2年もかけて作るから、高いクオリティーの作品ができるのですね。ということは、毎年劇場版を作っている「名探偵コナン」や「ポケットモンスター」は、すでに再来年の制作が始まっているのでしょうか。
今回の劇場版『SHIROBAKO』の面白いところは、劇中歌のような挿入歌が3曲流れます。1曲は「仕方ないのでやれやれ」、そして2曲目がミュージカルのように、あおいが彼女の大切なファンシードールの「ミモジーとロロ」と一緒に、エクソダスや第三飛行少女隊のキャラクターと共に歌います。
この歌の中で、あおいは渡辺の申し出を受ける決意をし、武蔵野アニメーションオリジナル『空中強襲揚陸艦SIVA』の制作が決定します。
あおいは、まず『エクソダス』『第三飛行少女隊』監督の木下誠一を説得。SIVAの元受けだった制作会社「げ~ぺ~う~」に企画をさんざん待たされた挙句、まるでぼろ雑巾のように投げ捨てられたことで、初めは受けることを拒否します。しかし、本田とあおいの説得で、なんとか参加、他にも次々とメンバーが戻ってきます。
今回は、SIVAの制作にウエスタンエンタテインメントのチーフプロデューサーとして受け継いだにも関わらず、「げ~ぺ~う~」のいい加減な態度で企画を中止、武蔵野アニメーションと一緒に制作をする宮井楓が仲間に入ります。
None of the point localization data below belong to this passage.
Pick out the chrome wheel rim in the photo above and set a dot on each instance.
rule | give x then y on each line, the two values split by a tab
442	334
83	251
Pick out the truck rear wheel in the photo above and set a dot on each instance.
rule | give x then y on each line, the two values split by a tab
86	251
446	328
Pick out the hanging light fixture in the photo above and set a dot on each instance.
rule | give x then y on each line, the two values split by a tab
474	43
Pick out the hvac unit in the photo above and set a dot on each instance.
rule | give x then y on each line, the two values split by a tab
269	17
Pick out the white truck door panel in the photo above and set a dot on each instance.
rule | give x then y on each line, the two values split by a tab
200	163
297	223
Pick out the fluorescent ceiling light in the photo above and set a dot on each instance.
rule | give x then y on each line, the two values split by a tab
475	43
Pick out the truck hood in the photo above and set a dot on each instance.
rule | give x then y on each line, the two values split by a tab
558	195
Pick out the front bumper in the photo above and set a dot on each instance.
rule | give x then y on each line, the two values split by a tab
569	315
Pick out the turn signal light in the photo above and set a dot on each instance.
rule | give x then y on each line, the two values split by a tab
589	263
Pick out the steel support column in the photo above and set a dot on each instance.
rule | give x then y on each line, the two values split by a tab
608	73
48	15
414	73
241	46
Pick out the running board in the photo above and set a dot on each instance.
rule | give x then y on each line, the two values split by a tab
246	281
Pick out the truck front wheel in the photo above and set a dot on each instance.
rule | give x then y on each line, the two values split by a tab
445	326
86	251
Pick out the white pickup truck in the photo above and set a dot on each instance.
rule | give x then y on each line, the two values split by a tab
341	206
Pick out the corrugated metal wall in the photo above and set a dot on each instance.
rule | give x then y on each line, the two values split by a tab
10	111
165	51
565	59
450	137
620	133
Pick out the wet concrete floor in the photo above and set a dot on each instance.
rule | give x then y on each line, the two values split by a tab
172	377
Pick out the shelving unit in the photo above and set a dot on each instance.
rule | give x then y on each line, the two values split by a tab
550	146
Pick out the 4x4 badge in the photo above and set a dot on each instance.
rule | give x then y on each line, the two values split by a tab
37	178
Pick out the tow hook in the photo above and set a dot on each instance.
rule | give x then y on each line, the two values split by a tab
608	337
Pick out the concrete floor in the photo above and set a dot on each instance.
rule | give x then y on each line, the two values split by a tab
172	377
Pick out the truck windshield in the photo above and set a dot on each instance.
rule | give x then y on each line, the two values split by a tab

隠居生活の楽しみに子どもたちに絵画を教えていた杉江にも協力を要請、その代わりにあおいたちは絵画教室のアニメーション教室を手伝うことになります。その時に子どもたちと一緒に歌うのが、3曲目の挿入歌「なめろうマーチ」です。
武蔵野アニメーションの仕事があれば、と言っていた絵麻が作画監督を、3D監督に下柳、そして美沙がいるカナブンに、メカデザインを下柳は遠藤にと声をかけます。しかし、遠藤は8話まで完成しながらも企画がダメになってしまった「タイマス」への思い入れから、立ち直れずにいました。
下柳達の説得に、今一度頑張ろうと立ち上がった遠藤、そして太郎や平岡、エリカと第三飛行少女隊のメンバーが集結します。
いよいよ参戦!ずかちゃんとリーちゃん
制作もおおづめ、脚本の舞茸が悩み始めます。そんなとき、ヒロイン「トマト」の声優オーディションがありしずかが事務所を説得し、受けにきます。しずかの声を聴いた木下たちが「ルーシー?」と第三飛行少女隊のことを思い出します。
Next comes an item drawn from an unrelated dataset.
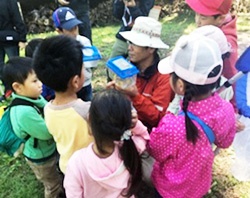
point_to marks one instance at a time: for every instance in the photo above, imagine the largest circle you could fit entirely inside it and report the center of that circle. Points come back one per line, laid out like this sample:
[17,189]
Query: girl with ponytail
[110,166]
[181,144]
そして、しずかにもう1人のヒロイン「アルテ」のセリフを読むようにお願いします。しずかの声を聴いて何かを思いついた舞茸は、みどりを呼び出し彼女も脚本の手伝いとしてスタッフに加わることになります。
これで全員集合ですね!
おきまりの「悪役登場 げ~ぺ~う~」
「タイマス」作画や原画を活かしつつ、進行をすすめていくあおい達。順調に見えた武蔵野アニメーションに、魔の手が迫ります。
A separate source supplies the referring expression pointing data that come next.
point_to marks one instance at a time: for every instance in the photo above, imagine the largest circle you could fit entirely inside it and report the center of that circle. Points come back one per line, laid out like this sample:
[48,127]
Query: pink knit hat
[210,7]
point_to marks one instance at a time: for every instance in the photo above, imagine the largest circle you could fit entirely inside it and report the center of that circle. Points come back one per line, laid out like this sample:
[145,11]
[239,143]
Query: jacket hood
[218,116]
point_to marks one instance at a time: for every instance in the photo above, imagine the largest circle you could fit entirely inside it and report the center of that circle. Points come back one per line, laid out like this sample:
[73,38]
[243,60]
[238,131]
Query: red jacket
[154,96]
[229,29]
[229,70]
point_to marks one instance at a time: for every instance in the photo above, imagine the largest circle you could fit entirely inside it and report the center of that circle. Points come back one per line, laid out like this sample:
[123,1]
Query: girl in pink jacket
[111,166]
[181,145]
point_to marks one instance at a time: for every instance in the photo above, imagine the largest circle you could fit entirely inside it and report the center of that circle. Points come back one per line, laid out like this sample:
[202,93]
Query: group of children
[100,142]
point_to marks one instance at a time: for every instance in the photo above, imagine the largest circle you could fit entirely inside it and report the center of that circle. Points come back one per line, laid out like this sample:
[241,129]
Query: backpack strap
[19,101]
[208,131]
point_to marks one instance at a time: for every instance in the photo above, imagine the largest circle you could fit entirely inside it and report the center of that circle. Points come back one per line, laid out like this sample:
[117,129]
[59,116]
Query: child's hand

アニメでも登場した出版社のお偉いさんたちと、ゴルフ接待をしていたげ~ぺ~う~の社長が、自分がないがしろにしていた「SIVA」が劇場版になることを知ります。そして、武蔵野アニメーションに対して、権利の主張を申し立ててくるのです。
監督の木下が乗り込みますが、社長室で暴れて出禁になり、あおいたちはまた「タイマス」と同じことになってしまうのか、と愕然としてしまいます。しかし、そんな彼女の前に現れたのが、頼もしい助っ人楓でした。
あおいは「勝負服」と和服を渡され、楓と二人で「げ~ぺ~う~」に乗り込みます。そこで、繰り広げられるのが時代劇のような忍者とあおい、楓の戦い。コミカルなシーンですが、少し長いかなと感想を思った人もいるかもしれません。まさに、第三飛行少女隊の時に出版社に乗り込んだ木下の姿を彷彿とさせる場面です。
初めは、「げ~ぺ~う~」に言い負かされてしまうあおいですが、そこで楓が伝家の宝刀を抜きます。
そう「げ~ぺ~う~」が契約の印を押す前なので、何の権利もないう契約書です。「契約書で殴ろう!」ということですね。
しかし、契約をしていることや木下の言い分は証拠がないというげ~ぺ~う~の社長。そこにもう一つ楓が出したのが、社長と木下の会話を録音したボイスレコーダー!でした。すごい、やる時はやるね、木下監督です。
どんどんドーナツ!
無事に武蔵野アニメーションオリジナル作品としてクランクアップ、関係者だけの試写会が開かれますが木下もあおいも、何か物足りない顔をしています。
ふと元社長丸川の真似をしてカレーを作っていた木下は、物足りない気持ちをあおいに告げ、あおいもそれを感じていることを告げます。2人はスタッフ全員に頭を下げて、ラストの作り直しを願います。全員が納得できるものを、と言う一丸となった気持ちが、2人の申し入れを快く承知し、ラスト数週間で最後のシーンの作り直しが始まります。
劇場版の初日、5人は映画館に集まります。そして、5人はそれぞれドーナツを手に小さな声で「どんどんドーナツ」の掛け声を。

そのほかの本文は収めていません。